Simulating data for network reconstruction

Hello, I have a question about generating simulated data using graphtool. In the documentation there’s a nice example of reconstruction from simulated dynamic, using the IsingGlauberState, recovered using the IsingGlauberBlockState.
In the same page there’s another type of problem that is reconstruction with empirical data. In that case, the example is given using external dataset. I’d like to know if it is possible, using graph-tool, to generate synthetic empirical data in a way similar to the first example. It seems to me that the NormalState/PseudoNormalBlockState may do the job, but I’m not sure.

Yes, you should use NormalState for that.

Excellent, thank you. Just to be sure I’m doing the right thing, this snippet doesn’t work as I expected:

import graph_tool.all as gt
import numpy as np

g = gt.collection.data["dolphins"]
nstate = gt.NormalState(g)

M = 1000
nX = []
for m in range(M):
    nstate.iterate_sync(niter=10)
    nX.append(nstate.get_state().a.copy())
nX = np.array(nX).T

state = gt.PseudoNormalBlockState(nX)
delta = np.inf
while delta > 1:
    ret = state.mcmc_sweep(beta=np.inf, niter=1)
    delta = abs(ret[0])

print(state.get_block_state().g)

returns this empty graph

<Graph object, undirected, with 62 vertices and 0 edges, at 0x36fcdc9e0>

It isn’t this simple, I’m afraid. Reconstruction is only possible for some parameter ranges of the original model. You created a multivariate Gaussian model with default parameters, i.e. a precision matrix (i.e. couplings) of zero! Of course this is equivalent to an empty graph. The couplings need to be specified, and a sufficiently large number of samples need be drawn.

This kind of procedure needs to be approached with some understanding of what is being done. It will not work by itself.

1 Like

Yep, thanks! I’m exactly trying to understand how this works.

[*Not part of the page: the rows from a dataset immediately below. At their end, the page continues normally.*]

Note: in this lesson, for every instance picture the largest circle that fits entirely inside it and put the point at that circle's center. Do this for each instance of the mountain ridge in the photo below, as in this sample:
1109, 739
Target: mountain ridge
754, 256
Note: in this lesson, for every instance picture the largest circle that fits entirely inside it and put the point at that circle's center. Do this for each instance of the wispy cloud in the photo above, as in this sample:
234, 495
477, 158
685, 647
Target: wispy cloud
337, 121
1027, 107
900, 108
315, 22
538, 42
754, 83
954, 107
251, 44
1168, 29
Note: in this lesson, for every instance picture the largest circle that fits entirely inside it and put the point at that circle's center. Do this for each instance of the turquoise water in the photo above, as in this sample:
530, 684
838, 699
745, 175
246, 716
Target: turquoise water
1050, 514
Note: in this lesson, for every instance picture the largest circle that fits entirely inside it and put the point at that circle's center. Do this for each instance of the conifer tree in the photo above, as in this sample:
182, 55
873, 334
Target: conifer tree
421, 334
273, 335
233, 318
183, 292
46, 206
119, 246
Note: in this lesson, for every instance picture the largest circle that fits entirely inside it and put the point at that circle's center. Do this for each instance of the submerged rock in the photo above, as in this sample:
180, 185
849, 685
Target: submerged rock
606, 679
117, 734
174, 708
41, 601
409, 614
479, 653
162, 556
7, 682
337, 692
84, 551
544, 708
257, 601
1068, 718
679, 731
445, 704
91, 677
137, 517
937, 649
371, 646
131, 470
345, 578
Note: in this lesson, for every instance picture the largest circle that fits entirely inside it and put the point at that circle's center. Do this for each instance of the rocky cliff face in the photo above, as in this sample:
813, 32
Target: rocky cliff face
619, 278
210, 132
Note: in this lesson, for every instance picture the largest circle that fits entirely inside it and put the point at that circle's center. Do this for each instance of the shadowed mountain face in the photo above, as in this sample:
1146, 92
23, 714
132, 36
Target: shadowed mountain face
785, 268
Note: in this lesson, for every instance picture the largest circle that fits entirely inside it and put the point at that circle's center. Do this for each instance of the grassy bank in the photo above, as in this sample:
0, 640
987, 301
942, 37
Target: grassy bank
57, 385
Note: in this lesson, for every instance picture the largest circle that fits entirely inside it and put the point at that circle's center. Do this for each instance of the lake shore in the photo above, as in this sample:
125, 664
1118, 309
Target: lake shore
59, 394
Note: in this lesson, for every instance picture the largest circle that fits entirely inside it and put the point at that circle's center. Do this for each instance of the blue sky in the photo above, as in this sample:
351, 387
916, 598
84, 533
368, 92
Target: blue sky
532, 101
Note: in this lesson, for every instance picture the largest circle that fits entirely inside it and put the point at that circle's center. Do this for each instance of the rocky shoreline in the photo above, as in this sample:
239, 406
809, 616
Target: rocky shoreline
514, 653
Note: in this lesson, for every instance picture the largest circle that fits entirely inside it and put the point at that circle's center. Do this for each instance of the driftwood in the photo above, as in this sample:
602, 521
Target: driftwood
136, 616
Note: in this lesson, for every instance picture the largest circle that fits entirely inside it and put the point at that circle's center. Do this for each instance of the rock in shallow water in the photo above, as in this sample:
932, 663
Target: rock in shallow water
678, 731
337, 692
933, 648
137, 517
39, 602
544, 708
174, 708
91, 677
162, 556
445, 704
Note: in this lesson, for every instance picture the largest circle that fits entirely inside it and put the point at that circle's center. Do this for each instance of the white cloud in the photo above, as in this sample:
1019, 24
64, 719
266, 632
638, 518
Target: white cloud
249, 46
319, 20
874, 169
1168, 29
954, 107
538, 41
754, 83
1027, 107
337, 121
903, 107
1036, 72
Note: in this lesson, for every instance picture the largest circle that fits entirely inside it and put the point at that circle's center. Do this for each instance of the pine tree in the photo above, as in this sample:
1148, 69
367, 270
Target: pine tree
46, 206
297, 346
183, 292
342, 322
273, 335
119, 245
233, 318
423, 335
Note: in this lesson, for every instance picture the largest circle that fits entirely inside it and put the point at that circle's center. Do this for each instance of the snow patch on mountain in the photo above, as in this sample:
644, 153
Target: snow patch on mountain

Partially related to that: how did you reconstructed the nematode coexpression network in section V example c of the paper of yours (https://arxiv.org/pdf/2401.01404)? Did you use default parameters fo PseudoNormalBlockState or specified some constrain for theta and x? For example, default theta_range=[(-200, 200), (-inf, inf)] but mean for expression value is typically in range (0, 15), similarly stdev varies in a small range ((0, 5) maybe?).

That work used L_1 regularization. This is explained in the documentation here: Network reconstruction from dynamics and behavior — graph-tool 2.97 documentation

The documentation uses the Ising model, but with for a multivariate normal you would just use PseudoNormalBlockState. There should be no necessity of changing the default ranges in most cases.